Turning dairy cows into milk machines has led to epidemics of so-called “production-related diseases,” such as lameness and mastitis (udder infections), the two leading causes of dairy cow mortality in the United States. We all remember the Humane Society of the United States investigation showing sick and crippled dairy cows being beaten and dragged into the California dairy cow slaughter plant en route to the national school lunch program, triggering the largest meat recall in history. That loss of body condition is a result of the extreme genetic manipulation for unnaturally high milk yields.

Somatic Cell Counts in U.S Milk

Because of the mastitis epidemic in the U.S. dairy herd, the dairy industry continues to demand that American milk retain the highest allowable “somatic cell” concentration in the world. Somatic cell count, according to the industry’s own National Mastitis Council, “reflects the levels of infection and resultant inflammation in the mammary gland of dairy cows,” but somatic cells are not synonymous with pus cells, as has sometimes been misleadingly suggested. Somatic just means “body.” Just as normal human breast milk has somatic cells—mostly non-inflammatory white blood cells and epithelial cells sloughed off from the mammary gland ducts—so does milk from healthy cows. The problem is that many of our cows are not healthy.

According to the USDA, 1 in 6 dairy cows in the United States suffers from clinical mastitis, which is responsible for 1 in 6 dairy cow deaths on U.S. dairy farms.
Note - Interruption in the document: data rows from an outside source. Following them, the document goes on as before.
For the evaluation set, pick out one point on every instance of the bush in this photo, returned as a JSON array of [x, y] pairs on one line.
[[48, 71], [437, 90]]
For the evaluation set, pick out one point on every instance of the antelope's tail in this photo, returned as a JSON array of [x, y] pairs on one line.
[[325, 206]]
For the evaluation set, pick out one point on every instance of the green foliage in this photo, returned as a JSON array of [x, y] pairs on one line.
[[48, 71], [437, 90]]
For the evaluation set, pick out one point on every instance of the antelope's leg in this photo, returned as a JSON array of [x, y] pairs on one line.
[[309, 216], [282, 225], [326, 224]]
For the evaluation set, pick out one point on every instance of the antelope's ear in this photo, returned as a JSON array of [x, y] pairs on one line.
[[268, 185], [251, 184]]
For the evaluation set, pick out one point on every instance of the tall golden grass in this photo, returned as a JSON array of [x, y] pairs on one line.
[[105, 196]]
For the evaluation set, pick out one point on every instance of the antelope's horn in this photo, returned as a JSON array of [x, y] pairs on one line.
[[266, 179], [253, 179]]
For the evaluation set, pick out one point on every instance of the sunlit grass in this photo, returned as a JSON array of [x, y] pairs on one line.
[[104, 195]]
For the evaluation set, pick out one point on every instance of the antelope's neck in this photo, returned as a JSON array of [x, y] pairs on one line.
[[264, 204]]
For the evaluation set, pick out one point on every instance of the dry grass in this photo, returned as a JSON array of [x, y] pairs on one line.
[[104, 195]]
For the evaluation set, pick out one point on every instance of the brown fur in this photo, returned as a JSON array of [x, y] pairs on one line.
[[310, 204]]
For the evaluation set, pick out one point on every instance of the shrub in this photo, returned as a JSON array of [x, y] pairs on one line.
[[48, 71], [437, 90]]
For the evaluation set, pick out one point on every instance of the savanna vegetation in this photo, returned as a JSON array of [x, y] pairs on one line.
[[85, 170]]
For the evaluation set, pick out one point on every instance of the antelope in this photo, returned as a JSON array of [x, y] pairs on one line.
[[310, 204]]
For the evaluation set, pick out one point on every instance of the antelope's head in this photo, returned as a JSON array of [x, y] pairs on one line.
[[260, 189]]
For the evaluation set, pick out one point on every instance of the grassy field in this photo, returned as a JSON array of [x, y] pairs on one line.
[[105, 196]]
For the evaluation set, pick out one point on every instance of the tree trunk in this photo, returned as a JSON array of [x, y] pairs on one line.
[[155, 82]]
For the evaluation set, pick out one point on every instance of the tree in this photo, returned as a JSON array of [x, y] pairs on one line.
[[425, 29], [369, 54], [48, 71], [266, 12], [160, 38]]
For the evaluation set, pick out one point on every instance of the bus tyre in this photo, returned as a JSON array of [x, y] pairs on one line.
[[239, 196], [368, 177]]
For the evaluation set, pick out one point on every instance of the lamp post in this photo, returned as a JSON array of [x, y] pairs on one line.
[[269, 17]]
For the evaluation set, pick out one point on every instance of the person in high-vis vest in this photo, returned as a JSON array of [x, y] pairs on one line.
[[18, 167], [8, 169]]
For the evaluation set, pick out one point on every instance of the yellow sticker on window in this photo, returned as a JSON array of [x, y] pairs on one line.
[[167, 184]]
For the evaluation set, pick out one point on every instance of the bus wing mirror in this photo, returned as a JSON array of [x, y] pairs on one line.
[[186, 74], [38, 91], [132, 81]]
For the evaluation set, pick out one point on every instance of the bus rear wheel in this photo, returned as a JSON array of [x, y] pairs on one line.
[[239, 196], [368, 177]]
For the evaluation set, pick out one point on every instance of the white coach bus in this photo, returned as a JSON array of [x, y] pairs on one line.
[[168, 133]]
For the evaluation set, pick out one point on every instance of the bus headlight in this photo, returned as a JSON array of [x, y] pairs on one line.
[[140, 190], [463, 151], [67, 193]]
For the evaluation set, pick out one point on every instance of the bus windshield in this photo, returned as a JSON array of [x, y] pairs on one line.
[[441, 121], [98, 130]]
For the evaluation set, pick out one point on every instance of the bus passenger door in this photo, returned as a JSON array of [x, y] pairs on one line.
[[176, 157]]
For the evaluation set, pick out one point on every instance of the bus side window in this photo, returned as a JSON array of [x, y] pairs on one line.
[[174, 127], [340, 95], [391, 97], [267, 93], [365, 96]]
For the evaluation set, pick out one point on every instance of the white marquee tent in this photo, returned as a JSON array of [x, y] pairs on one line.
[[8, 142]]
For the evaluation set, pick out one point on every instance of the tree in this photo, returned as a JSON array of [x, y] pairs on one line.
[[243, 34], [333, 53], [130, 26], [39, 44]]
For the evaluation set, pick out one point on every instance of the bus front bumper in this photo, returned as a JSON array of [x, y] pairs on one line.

This level of disease is reflected in the concentration of somatic cells in the American milk supply. Somatic cell counts greater than a million per teaspoon are abnormal and “almost always” caused by mastitis. When a cow is infected, greater than 90% of the somatic cells in her milk are neutrophils, the inflammatory immune cells that form pus. The average somatic cell count in U.S. milk per spoonful is 1,120,000.
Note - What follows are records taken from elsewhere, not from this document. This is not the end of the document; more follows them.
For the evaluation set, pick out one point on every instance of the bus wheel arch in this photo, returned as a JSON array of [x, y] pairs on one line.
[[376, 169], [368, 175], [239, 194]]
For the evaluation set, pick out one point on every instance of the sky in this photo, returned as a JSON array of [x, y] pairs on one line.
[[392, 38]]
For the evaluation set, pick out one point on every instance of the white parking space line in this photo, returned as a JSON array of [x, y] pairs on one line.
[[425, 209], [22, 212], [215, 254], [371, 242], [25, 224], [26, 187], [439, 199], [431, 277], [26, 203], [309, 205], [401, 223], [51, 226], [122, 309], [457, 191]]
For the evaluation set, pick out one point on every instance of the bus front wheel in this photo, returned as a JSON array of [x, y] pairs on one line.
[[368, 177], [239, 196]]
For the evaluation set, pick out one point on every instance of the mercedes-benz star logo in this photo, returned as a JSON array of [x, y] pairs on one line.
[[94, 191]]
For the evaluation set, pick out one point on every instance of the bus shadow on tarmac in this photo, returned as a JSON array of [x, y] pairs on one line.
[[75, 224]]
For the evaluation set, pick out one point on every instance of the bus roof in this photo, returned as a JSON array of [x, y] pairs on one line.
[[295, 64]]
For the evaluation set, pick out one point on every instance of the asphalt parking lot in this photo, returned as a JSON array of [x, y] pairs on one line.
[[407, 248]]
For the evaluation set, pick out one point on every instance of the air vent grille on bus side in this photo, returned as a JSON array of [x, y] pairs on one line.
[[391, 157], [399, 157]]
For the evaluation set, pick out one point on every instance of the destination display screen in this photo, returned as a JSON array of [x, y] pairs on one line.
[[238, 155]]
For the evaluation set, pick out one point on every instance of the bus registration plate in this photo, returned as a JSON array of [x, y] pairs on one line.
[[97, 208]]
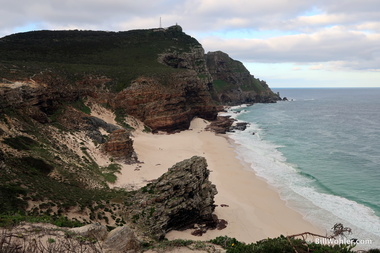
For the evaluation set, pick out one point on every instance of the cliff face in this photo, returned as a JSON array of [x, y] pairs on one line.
[[234, 84], [57, 155]]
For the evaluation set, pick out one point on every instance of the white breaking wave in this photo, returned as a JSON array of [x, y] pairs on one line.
[[298, 191]]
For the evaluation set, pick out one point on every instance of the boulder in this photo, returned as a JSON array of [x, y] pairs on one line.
[[95, 230], [180, 197], [121, 239]]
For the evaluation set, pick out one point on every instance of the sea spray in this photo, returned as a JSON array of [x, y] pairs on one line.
[[314, 186]]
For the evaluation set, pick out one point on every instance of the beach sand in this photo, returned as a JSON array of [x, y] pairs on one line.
[[255, 210]]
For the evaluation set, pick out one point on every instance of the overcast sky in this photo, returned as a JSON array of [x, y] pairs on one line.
[[288, 43]]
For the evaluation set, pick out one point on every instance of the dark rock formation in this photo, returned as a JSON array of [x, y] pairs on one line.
[[241, 126], [121, 239], [221, 125], [182, 196], [120, 146], [167, 107], [234, 84]]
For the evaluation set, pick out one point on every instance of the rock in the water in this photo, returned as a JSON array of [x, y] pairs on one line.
[[182, 196], [121, 239], [221, 125], [241, 126]]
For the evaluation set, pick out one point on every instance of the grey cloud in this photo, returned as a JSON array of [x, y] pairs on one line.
[[326, 46]]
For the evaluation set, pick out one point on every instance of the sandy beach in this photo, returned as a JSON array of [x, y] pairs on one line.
[[253, 210]]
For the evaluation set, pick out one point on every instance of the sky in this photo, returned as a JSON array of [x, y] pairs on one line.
[[287, 43]]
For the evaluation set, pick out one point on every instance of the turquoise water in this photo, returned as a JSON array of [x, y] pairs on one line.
[[322, 152]]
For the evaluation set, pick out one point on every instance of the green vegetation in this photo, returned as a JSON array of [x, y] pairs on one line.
[[20, 142], [121, 56], [81, 106], [17, 218], [110, 171], [120, 118]]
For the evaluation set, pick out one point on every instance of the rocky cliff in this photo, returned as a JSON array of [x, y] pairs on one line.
[[234, 84], [181, 197], [58, 154]]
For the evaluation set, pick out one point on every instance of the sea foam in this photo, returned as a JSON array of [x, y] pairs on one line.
[[299, 190]]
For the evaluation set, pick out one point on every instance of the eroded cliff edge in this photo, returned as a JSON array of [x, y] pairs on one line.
[[53, 85]]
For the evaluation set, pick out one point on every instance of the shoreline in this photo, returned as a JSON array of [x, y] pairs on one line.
[[252, 208]]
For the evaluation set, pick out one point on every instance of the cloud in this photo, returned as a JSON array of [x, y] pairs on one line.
[[306, 32], [330, 44]]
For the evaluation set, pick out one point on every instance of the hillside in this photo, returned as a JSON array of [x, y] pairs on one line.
[[70, 102]]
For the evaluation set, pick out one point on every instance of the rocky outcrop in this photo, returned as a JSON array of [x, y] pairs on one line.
[[120, 146], [121, 239], [234, 84], [167, 107], [182, 196], [221, 125]]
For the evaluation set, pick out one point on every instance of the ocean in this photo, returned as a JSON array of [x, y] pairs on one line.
[[321, 151]]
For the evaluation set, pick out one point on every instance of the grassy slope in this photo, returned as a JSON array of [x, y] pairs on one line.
[[122, 56]]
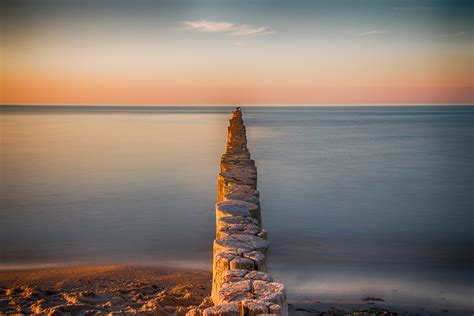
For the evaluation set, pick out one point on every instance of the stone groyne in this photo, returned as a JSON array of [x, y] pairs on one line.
[[240, 282]]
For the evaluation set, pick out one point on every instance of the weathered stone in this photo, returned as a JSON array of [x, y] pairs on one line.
[[230, 309], [240, 284], [237, 229], [242, 263], [259, 259], [235, 292], [257, 275], [236, 208], [254, 307], [270, 291], [240, 244]]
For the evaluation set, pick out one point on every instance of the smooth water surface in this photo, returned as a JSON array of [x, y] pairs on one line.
[[358, 201]]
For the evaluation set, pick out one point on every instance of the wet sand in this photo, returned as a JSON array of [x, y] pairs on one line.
[[103, 290]]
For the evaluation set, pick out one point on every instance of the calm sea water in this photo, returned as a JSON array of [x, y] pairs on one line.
[[358, 201]]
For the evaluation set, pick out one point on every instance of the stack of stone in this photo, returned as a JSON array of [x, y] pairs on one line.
[[240, 282]]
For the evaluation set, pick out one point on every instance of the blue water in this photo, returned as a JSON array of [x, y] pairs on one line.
[[358, 201]]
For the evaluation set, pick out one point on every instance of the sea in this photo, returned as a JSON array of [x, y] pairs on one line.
[[358, 201]]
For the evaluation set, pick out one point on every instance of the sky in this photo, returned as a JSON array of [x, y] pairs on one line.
[[146, 52]]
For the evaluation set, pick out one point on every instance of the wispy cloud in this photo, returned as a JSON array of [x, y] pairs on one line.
[[413, 8], [456, 34], [370, 33], [227, 27]]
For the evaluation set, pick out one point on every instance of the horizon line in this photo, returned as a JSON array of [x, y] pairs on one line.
[[243, 104]]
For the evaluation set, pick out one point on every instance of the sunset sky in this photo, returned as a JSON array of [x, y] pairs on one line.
[[236, 52]]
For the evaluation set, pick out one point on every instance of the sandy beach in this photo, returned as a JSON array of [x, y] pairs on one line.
[[104, 289]]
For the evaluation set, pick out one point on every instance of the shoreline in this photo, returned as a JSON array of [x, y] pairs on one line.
[[103, 289], [147, 289]]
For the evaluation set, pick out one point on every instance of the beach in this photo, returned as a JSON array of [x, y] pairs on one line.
[[104, 289], [358, 202]]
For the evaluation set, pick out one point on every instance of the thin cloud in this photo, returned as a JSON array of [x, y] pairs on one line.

So how much pus is there in a glass of milk? Not much. A million cells per spoonful sounds like a lot, but pus is really concentrated. According to my calculations* based on USDA data released last month, the average cup of milk in the United States would not be expected to contain more than a single drop of pus.

Health Risks in Dairy

As the dairy industry points out, the accumulation of pus is a natural part of an animal’s defense system. So pus itself isn’t a bad thing, we just may not want to have it in our mouth.
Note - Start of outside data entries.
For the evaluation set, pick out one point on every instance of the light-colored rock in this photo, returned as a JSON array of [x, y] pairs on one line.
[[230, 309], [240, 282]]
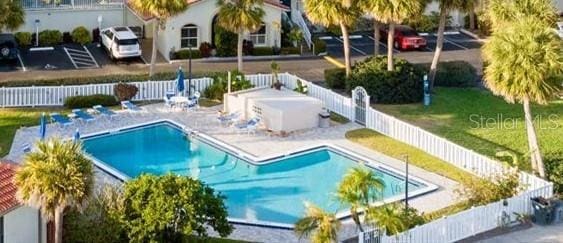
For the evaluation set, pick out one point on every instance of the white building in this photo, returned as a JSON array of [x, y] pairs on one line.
[[194, 26], [18, 224]]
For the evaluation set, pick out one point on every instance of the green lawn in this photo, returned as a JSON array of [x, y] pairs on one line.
[[393, 148], [12, 119], [476, 119]]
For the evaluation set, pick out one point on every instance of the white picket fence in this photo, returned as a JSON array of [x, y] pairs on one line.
[[448, 229]]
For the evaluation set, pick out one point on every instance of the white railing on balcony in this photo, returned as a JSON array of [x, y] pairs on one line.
[[297, 17], [71, 4]]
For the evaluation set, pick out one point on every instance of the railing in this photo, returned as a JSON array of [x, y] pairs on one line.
[[297, 18], [448, 229], [71, 4]]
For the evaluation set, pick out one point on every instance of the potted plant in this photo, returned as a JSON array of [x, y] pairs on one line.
[[275, 70]]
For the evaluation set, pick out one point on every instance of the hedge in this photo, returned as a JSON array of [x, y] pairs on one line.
[[335, 78], [454, 74], [401, 86], [185, 54], [263, 51], [50, 37], [89, 101], [319, 45]]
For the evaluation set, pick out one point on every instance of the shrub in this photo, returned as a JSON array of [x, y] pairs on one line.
[[50, 37], [23, 38], [290, 51], [220, 85], [205, 49], [225, 42], [479, 191], [98, 221], [335, 78], [401, 86], [454, 74], [554, 170], [81, 35], [185, 54], [125, 91], [263, 51], [319, 45], [89, 101]]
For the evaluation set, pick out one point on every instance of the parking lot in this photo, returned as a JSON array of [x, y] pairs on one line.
[[64, 57], [362, 44]]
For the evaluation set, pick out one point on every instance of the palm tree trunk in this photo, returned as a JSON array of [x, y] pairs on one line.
[[390, 40], [376, 36], [154, 40], [59, 224], [239, 51], [346, 40], [439, 47], [535, 155], [472, 19]]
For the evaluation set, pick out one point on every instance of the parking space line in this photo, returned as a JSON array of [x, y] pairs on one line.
[[455, 44], [92, 57], [21, 62], [384, 45], [353, 48]]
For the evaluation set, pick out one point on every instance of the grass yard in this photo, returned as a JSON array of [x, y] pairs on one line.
[[12, 119], [393, 148], [476, 119]]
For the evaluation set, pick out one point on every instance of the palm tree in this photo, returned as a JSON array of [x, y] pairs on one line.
[[523, 65], [322, 227], [446, 6], [328, 13], [388, 217], [240, 16], [359, 188], [161, 11], [12, 15], [393, 12], [53, 178]]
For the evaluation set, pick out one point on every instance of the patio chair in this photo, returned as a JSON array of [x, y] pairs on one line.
[[104, 111], [63, 121], [249, 127], [130, 107], [83, 116], [229, 118]]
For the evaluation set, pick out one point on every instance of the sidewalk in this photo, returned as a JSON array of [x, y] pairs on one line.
[[544, 234]]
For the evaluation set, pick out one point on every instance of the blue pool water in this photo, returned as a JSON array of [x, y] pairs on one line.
[[272, 192]]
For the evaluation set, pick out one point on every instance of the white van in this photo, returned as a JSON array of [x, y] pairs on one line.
[[120, 42]]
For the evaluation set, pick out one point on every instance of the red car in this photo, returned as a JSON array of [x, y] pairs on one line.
[[406, 38]]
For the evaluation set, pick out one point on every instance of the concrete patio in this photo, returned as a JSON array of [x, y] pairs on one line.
[[261, 144]]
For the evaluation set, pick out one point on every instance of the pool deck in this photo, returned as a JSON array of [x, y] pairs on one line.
[[261, 144]]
And you can taste the difference. A study published in the Journal of Dairy Science found that cheese made from high somatic cell count milk had both texture and flavor defects as well as increased clotting time compared to milk conforming to the much more stringent European standards. The U.S. dairy industry, however, insists that there is no food safety risk. If the udders of our factory-farmed dairy cows are inflamed and infected, industry folks say, it doesn’t matter, because we pasteurize—the pus gets cooked. But just as parents may not want to feed their children fecal matter in meat even if it’s irradiated fecal matter, they might not want to feed their children pasteurized pus.

-Michael Greger, M.D.

PS: With my Fall speaking tour ramping up this week, I’m going to have to scale back to just a new NutritionFacts.org video every weekday given my unreliable internet access on the road. But do check back on weekends as I’ll post some of the most popular Q&A that accumulated throughout the week. If you start experiencing NutritionFacts.org withdrawal symptoms, get your fix with our 1,149 topic tag cloud.

* According to the new USDA data, the American milk supply averages 224,000 somatic cells/ml (based on bulk tank samples taken from whole herds). Subtracting the 200,000 that could be present in nonmastitic milk and subtracting the non-inflammatory fraction (10%) leaves us with 21,600 neutrophils per ml, and multiplying that by the volume of milk in a cup (237ml) comes out to be about 5 million neutrophils per cup. Then it depends on the cellular concentration of pus. Pus usually has more than 10,000 cells/microliter, but “In purulent fluids, leukocyte count is commonly much lower than expected because dead cells or other debris account for much of the turbidity,” and so apparent “pure pus” may have <10,000 cells/microliter. Conservatively using what was described in the medical literature as frank pus (80,000 cells/microliter) and converting from microliters to drop (50 microliter/drop) would mean 4 million cells per drop. Assuming the excess neutrophils drawn to the infected udder are pus-forming, 5 million divided by 4 million equals little more than a single pus-drop per cup (though I guess that could mean as much as 2 or 3 per tall frosty glass).